2.2 Worker的启动
org.apache.spark.deploy.worker
1 从Worker的伴生对象的main方法进入
在main方法中首先是得到一个SparkConf实例conf,然后将conf和启动Worker传入的参数封装得到WorkerArguments的实例args,下一步就是调用startSystemAndActor()方法得到actorSystem实例,在方法内部还创建并开启属于Worker的actor,代码如下:
main方法
private[spark] object Worker extends Logging {
def main(argStrings: Array[String]) {
SignalLogger.register(log)
val conf = new SparkConf
// 准备了一些启动Worker服务的参数
val args = new WorkerArguments(argStrings, conf)

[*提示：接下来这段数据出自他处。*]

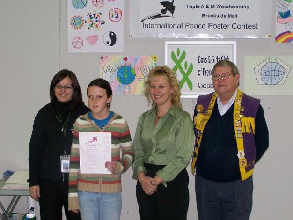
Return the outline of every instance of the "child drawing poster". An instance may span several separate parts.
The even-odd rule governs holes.
[[[292,0],[276,0],[276,42],[278,43],[293,42],[293,10]]]
[[[156,56],[104,56],[100,77],[110,83],[113,94],[142,94],[147,74],[156,66]]]
[[[69,53],[123,51],[124,0],[67,0]]]

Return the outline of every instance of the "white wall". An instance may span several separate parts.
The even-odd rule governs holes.
[[[86,97],[88,83],[99,76],[98,61],[101,54],[67,52],[66,1],[50,1],[49,3],[39,0],[1,1],[0,173],[8,169],[28,169],[28,143],[33,120],[38,110],[49,101],[50,83],[59,69],[68,68],[76,73],[84,97]],[[121,54],[155,54],[158,57],[158,64],[162,65],[164,64],[165,41],[192,40],[129,39],[129,1],[126,2],[125,52]],[[274,1],[268,0],[267,4],[273,4],[273,38],[233,40],[237,42],[237,66],[241,73],[244,72],[245,56],[292,55],[293,44],[275,43],[274,20],[272,18],[275,15]],[[293,75],[288,77],[292,77]],[[265,110],[270,141],[269,150],[255,169],[253,206],[251,219],[291,220],[293,216],[291,208],[293,148],[290,137],[293,132],[293,96],[257,97],[262,99],[261,103]],[[192,103],[195,102],[196,99],[183,99],[184,110],[192,114],[194,106]],[[139,115],[147,109],[145,98],[134,95],[114,95],[111,109],[126,119],[132,137]],[[188,172],[189,170],[188,167]],[[139,219],[136,182],[131,179],[131,175],[132,171],[129,170],[123,177],[122,220]],[[188,219],[191,220],[197,219],[194,180],[191,175],[189,191]],[[0,199],[7,204],[9,197]],[[22,199],[16,211],[26,212],[27,208],[26,199]]]

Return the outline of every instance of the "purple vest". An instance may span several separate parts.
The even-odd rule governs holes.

val (actorSystem, _) = startSystemAndActor(args.host, args.port, args.webUiPort, args.cores,
args.memory, args.masters, args.workDir)
actorSystem.awaitTermination()
}
startSystemAndActor()方法,actorSystem.actorOf()如何创建并开启一个actor在上一篇Master的启动流程中有分析
def startSystemAndActor(
host: String,
port: Int,
webUiPort: Int,
cores: Int,
memory: Int,
masterUrls: Array[String],
workDir: String,
workerNumber: Option[Int] = None,
conf: SparkConf = new SparkConf): (ActorSystem, Int) = {
// The LocalSparkCluster runs multiple local sparkWorkerX actor systems
val systemName = "sparkWorker" + workerNumber.map(_.toString).getOrElse("")
val actorName = "Worker"
val securityMgr = new SecurityManager(conf)
// 创建ActorSystem实例,用于创建actor
val (actorSystem, boundPort) = AkkaUtils.createActorSystem(systemName, host, port,
conf = conf, securityManager = securityMgr)
// 获得所有的masterAkkaUrl
val masterAkkaUrls = masterUrls.map(Master.toAkkaUrl(_, AkkaUtils.protocol(actorSystem)))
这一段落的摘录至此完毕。